Liliana es una de las marcas de electrodomésticos más populares de Argentina. Sus ventiladores son los protagonistas de los veranos, mientras que sus lavarropas, cafeteras, microondas y demás productos forman parte de la vida diaria de los argentinos. Sin embargo, muy pocos conocen el origen de la marca y el de su nombre.

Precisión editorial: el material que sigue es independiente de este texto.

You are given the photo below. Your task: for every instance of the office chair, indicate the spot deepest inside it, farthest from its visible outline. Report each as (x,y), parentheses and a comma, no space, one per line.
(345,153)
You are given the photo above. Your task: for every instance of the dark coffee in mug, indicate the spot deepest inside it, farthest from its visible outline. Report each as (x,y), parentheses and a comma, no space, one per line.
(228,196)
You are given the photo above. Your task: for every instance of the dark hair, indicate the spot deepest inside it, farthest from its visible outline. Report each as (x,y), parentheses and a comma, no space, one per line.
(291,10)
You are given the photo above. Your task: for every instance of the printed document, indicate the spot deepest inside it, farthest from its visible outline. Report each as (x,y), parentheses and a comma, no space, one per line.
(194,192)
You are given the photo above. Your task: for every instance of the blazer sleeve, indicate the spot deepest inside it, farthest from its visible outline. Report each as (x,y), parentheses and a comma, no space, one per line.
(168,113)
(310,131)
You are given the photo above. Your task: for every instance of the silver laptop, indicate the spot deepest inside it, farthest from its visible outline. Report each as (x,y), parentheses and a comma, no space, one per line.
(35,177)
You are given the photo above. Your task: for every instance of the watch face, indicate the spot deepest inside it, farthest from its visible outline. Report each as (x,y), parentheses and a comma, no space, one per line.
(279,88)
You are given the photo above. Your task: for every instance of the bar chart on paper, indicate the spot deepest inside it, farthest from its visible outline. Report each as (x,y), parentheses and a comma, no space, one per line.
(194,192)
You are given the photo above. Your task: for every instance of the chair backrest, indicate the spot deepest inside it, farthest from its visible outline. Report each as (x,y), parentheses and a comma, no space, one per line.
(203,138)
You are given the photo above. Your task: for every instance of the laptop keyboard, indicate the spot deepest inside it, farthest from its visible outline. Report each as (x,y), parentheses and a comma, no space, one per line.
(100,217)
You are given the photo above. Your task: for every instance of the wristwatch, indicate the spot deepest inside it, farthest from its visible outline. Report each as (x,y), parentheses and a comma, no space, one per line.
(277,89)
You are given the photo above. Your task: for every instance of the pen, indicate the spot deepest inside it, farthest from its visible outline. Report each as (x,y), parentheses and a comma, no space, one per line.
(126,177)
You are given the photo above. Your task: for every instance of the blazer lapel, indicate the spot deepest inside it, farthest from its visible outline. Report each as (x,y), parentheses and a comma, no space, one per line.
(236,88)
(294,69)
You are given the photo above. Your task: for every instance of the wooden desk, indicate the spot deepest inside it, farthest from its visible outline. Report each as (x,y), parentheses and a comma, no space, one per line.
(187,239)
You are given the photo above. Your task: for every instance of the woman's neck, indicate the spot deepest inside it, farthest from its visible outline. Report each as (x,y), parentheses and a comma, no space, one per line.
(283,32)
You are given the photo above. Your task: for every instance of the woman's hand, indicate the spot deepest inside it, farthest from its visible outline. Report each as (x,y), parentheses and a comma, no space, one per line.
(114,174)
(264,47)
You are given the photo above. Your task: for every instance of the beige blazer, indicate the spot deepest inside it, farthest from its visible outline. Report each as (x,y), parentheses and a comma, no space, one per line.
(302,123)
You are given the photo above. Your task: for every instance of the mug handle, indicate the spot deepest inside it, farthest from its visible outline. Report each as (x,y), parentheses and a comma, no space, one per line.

Quién fue Liliana y por qué se llaman así los electrodomésticos
Al contrario de lo que muchos pueden pensar, Liliana no es el nombre de un familiar o alguien cercano de los dueños de la marca, sino que este nombre surgió de un insólito momento. Cuenta la historia que Aaron Jacobson fue al Registro de Patentes de Rosario para registrar su marca y al notar que todos los nombres que tenía en mente ya estaban ocupados, decidió preguntarle a la empleada que lo atendió cómo se llamaba: Liliana. Así, de manera completamente azarosa, fue bautizada la marca.
La historia de Liliana: cómo nació la marca
Liliana fue fundada por Aaron Jacobson, un hombre dedicado al negocio textil que, en sus ratos libres, construía e inventaba objetos en su taller. Ese hobby lo llevó a fabricar una máquina de coser, y el resultado lo entusiasmó tanto que decidió dar un paso más ambicioso. Así, en 1946, compró un terreno lindero a su casa con la idea de instalar allí su propia fábrica.
La primera venta de la marca fue una licuadora. Desde aquel comienzo artesanal hasta hoy pasaron más de 75 años, y en ese camino Liliana se convirtió en una marca con presencia en todo el país. Actualmente cuenta con una amplia línea de productos que abarca las categorías de Cocina (procesadoras, licuadoras, batidoras, mixers, equipos de cocción, ralladores y picadores), Desayuno, Ropa, Aspiración, Calefacción Exterior e Interior, Ventilación, y una línea Hogar que incluye campanas, purificadores y termotanques.
El gran salto de la compañía hacia el mundo de los electrodomésticos llegó de la mano de Oscar, el hijo de Jacobson, quien impulsó con fuerza la venta de estos productos junto a los llamados "productos de estación", entre los que se destacan los icónicos ventiladores de la marca, un clásico de cada verano argentino. Esa decisión terminó por consolidar a Liliana como una de las grandes marcas de la industria nacional hasta el presente.